Breckenridge Brew. Lemon Raz Shandy. India Pale Ale. Saison Farmhouse.
That’s just the tip of the proverbial iceberg when it comes to craft brews or microbrews. Most of the craft breweries will develop and produce seasonal varieties, including summer beers.
Bill Campbell, 60, and his wife, Diane, 62, both of Owego, N.Y., were having dinner with their daughter and son-in-law, Elizabeth Campbell-Maleke, 30, pastor of the Presbyterian churches in Williamstown and Waverly, W.Va., and Raymond Maleke, a freelance minister at The Galley in downtown Marietta this week, sampling some of the season’s lighter, fruitier beer options.
“I normally start with hoppier beers and move to sweeter ones,” Bill Campbell said. “I start with an India Pale Ale, then a lager, then an ale or ale stout.”
Campbell said he spent most of his life drinking American beers such as Budweiser, and then decided he was going to spend the rest of it drinking something of a better quality, from the more than 1,100 microbreweries across the U.S.
“I’m not much of a beer-drinker,” Diane Campbell said, sipping her drink of choice, Stella Artois. “He doesn’t like the traditional American beers. He likes the craft beers.”
According to the Brewers Association, as of March, the U.S. boasted 1,124 brewpubs, 1,139 microbreweries, 97 regional craft breweries and just 56 non-craft breweries. Beer Marketer’s Insight, a trade publication, also reports the number of barrels shipped have more than doubled. Craft beer now makes up almost 7 percent of the slow-growing American beer market.
In fact, during late June’s Putnam County Fair in Ottawa in northwest Ohio, the fair’s first homebrewed beer competition took place. Entries were judged based on aroma, appearance, flavor, body and drinkability.
Tony Styer, who has co-owned the Marietta Brewing Company with his wife, Dana, since 2010, said about 200 microbreweries still are growing in Ohio.
“A lot of people are starting to home brew,” Styer said. “When you develop a palate (for the high-end beers), Budweiser’s not going to cut it.”
One customer who hasn’t jumped on the craft beer bandwagon is Tim January, 53, of Lewisville, in town to do some contract work. He said Pabst Blue Ribbon has always been his brand.
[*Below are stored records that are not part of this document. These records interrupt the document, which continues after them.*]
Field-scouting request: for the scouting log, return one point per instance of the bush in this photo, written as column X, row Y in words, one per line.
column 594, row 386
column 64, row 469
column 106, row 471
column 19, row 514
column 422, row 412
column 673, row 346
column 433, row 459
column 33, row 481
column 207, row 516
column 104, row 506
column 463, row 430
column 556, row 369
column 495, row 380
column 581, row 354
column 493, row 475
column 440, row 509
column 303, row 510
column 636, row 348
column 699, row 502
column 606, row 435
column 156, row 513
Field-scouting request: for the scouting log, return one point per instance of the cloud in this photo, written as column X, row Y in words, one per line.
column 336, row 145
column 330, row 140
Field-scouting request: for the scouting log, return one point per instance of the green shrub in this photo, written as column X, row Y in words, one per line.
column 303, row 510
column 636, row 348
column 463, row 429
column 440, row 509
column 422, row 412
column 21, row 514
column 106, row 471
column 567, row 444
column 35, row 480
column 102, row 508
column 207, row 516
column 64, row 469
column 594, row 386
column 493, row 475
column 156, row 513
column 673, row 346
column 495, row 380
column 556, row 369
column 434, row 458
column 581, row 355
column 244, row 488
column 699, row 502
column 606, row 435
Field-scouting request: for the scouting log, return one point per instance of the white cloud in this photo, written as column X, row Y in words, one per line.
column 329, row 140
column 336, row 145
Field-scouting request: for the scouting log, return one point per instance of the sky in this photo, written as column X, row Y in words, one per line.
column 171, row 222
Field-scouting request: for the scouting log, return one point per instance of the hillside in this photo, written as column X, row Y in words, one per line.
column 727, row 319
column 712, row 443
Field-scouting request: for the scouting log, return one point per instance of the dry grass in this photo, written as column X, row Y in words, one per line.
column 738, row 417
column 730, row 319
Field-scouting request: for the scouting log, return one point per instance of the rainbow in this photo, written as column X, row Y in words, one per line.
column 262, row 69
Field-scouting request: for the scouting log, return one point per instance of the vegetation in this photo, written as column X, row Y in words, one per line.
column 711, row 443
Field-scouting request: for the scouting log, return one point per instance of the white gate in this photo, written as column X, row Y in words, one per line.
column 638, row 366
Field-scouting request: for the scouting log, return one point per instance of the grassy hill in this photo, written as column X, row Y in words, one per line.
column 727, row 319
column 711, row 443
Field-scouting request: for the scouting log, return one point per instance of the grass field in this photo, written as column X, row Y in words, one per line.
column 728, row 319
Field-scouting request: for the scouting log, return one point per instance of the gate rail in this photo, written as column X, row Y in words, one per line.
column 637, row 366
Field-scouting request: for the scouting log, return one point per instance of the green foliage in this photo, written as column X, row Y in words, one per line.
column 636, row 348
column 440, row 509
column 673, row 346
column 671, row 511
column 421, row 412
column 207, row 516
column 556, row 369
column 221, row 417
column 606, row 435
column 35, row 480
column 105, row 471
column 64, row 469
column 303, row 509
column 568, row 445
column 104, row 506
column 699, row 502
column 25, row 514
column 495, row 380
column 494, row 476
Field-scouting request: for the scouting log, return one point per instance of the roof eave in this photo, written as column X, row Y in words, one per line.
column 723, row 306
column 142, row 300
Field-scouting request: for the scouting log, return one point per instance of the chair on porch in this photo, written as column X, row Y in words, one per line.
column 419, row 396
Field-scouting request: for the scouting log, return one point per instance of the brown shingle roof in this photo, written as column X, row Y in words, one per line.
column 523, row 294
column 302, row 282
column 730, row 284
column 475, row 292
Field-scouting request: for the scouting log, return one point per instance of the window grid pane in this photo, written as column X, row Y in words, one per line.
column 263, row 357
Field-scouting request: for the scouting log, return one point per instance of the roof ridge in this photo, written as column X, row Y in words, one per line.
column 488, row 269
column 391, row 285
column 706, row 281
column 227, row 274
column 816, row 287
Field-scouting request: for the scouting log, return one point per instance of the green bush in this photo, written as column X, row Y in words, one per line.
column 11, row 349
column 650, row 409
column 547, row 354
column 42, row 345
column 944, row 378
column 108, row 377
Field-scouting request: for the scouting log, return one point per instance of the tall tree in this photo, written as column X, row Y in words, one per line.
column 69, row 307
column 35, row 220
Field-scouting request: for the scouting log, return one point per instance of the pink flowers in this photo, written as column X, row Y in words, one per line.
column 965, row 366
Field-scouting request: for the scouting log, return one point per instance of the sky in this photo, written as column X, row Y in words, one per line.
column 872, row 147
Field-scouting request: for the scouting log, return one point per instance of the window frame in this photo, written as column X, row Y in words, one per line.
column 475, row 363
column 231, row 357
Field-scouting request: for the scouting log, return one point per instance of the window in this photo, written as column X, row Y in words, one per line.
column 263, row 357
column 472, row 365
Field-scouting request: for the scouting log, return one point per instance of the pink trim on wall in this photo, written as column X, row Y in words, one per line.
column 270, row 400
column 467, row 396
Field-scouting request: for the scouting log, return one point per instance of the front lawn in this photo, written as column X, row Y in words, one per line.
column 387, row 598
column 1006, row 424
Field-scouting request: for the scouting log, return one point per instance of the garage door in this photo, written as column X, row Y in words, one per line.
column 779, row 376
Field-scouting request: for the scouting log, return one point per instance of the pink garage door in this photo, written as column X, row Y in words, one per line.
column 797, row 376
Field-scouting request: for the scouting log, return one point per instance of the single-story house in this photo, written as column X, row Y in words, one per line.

Although he has tried the other stuff, he always goes back to PBR.
Stephanie Schriner, 34, of Parkersburg, a Galley employee, said distributors will have several seasonals from which to chose, including summertime Saison Farmhouse, Pear Sire and Steeple beer.
“It sounds like an alcoholic Fresca,” Schriner said, hoping she could try it soon. She described most summer beers as being fruity or wheat based.
Styer said a summer beer is a light, easy-drinking beer you can drink in the heat.
Chris Hopkins, a brewmaster with 12 years of experience, says when he decides to make a beer, he’s probably made it before and most likely it will turn out to be a favorite, according to Styer.
The brewery has a seven-barrel system, which means it can make 217 gallons at a time.
“That’s a lot of beer to mess up,” Styer said. “He has the ability to brew small batches before we go big time with it.”
Ideas from customers, what Hopkins has made and what is gaining in popularity outside the doors of the restaurant all go into developing a new style of beer, Styer said.
Among all the beers, India Pale Ale is by far the most popular, he said.
The IPA is brewed with a lot of hops, Styer said, to preserve it during the long ocean voyages between England and India.
The three summer brews The Marietta Brewing Company has on tap include George’s first, a crisp light ale, Raspberry Wheat, which is available all year but sees a spike in the summer months, and Lemon Raz Shandy, a raspberry-based beer infused with a carbonated lemon mix. The Jackie O’ amber also is good for summer drinking, Styer said.